Greedy Kernel Methods for Approximating Breakthrough Curves for Reactive Flow from 3D Porous Geometry Data

TL;DR

This paper introduces a greedy kernel approximation method to efficiently predict breakthrough curves in 3D porous reactive flow simulations, addressing the challenge of scarce data and high-dimensional inputs.

Contribution

It demonstrates the effectiveness of vectorial kernel orthogonal greedy approximation with a data-adapted kernel for high-dimensional, scarce data reactive flow prediction.

Findings

VKOGA yields high accuracy in predicting breakthrough curves.

Kernel methods outperform standard machine learning in scarce data scenarios.
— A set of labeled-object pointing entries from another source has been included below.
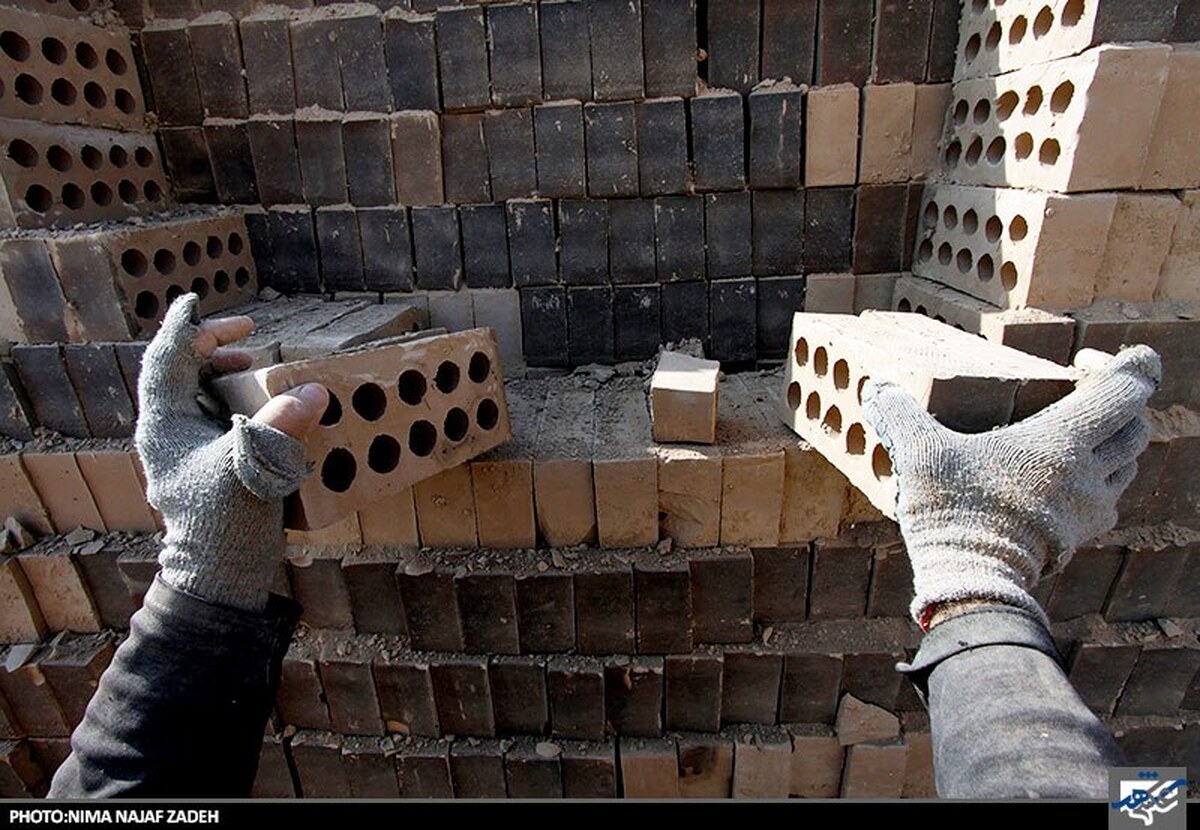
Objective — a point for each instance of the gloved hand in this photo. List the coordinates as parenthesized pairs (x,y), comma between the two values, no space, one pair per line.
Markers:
(220,491)
(983,515)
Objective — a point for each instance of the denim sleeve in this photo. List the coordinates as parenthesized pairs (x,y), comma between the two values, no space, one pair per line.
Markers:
(1005,719)
(181,709)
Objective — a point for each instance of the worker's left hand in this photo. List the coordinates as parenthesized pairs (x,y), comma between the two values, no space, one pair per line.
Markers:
(220,489)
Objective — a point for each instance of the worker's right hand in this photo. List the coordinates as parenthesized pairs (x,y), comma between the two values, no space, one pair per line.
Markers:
(220,489)
(984,515)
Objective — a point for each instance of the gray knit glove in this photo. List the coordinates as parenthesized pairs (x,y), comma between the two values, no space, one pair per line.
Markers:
(983,515)
(220,491)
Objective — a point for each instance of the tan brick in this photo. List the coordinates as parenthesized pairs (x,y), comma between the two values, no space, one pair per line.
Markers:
(816,765)
(874,771)
(649,768)
(445,509)
(400,413)
(683,398)
(117,489)
(63,489)
(390,521)
(1014,248)
(1173,158)
(690,495)
(832,136)
(21,499)
(21,619)
(60,590)
(886,152)
(1077,124)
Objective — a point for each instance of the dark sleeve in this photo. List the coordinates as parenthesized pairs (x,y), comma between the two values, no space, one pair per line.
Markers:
(1005,719)
(181,710)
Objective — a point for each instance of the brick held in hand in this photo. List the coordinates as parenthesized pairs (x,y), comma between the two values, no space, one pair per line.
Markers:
(399,414)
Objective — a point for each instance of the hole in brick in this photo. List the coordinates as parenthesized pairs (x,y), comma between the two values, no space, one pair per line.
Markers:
(953,152)
(59,158)
(813,407)
(370,402)
(333,413)
(87,56)
(881,463)
(412,388)
(456,425)
(832,421)
(985,268)
(15,46)
(54,50)
(125,101)
(1049,151)
(423,437)
(1006,104)
(1043,22)
(1018,228)
(383,456)
(73,196)
(63,91)
(165,262)
(145,305)
(28,89)
(1033,101)
(856,439)
(23,152)
(487,414)
(1024,146)
(841,374)
(972,48)
(821,361)
(1017,31)
(996,150)
(115,62)
(339,470)
(1072,12)
(795,395)
(1061,97)
(135,263)
(994,36)
(101,193)
(973,151)
(94,94)
(479,368)
(39,198)
(447,379)
(191,253)
(1008,276)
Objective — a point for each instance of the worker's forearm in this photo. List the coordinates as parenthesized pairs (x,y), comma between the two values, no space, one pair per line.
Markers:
(181,709)
(1006,722)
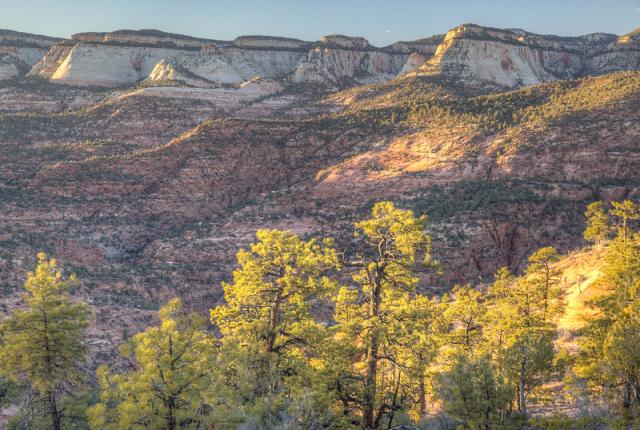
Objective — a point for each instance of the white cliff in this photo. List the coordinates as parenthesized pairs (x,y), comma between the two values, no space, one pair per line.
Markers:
(621,54)
(20,51)
(508,58)
(468,54)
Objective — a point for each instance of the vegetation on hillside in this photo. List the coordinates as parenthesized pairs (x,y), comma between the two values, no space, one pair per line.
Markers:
(417,103)
(298,345)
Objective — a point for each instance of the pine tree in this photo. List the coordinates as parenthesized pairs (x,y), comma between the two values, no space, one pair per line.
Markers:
(270,336)
(44,342)
(472,393)
(610,344)
(393,243)
(625,211)
(171,387)
(524,315)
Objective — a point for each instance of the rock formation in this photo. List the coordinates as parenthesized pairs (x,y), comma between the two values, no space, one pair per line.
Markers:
(20,51)
(514,58)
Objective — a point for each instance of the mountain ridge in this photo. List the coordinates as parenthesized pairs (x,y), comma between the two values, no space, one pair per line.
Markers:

Efficient meshless approximation for complex 3D flow data.

Abstract

We address the challenging application of 3D pore scale reactive flow under varying geometry parameters. The task is to predict time-dependent integral quantities, i.e., breakthrough curves, from the given geometries. As the 3D reactive flow simulation is highly complex and computationally expensive, we are interested in data-based surrogates that can give a rapid prediction of the target quantities of interest. This setting is an example of an application with scarce data, i.e., only having available few data samples, while the input and output dimensions are high. In this scarce data setting, standard machine learning methods are likely to ail. Therefore, we resort to greedy kernel approximation schemes that have shown to be efficient meshless approximation techniques for multivariate functions. We demonstrate that such methods can efficiently be used in the high-dimensional input/output case under scarce data. Especially, we show that the vectorial kernel orthogonal greedy approximation (VKOGA) procedure with a data-adapted two-layer kernel yields excellent predictors for learning from 3D geometry voxel data via both morphological descriptors or principal component analysis.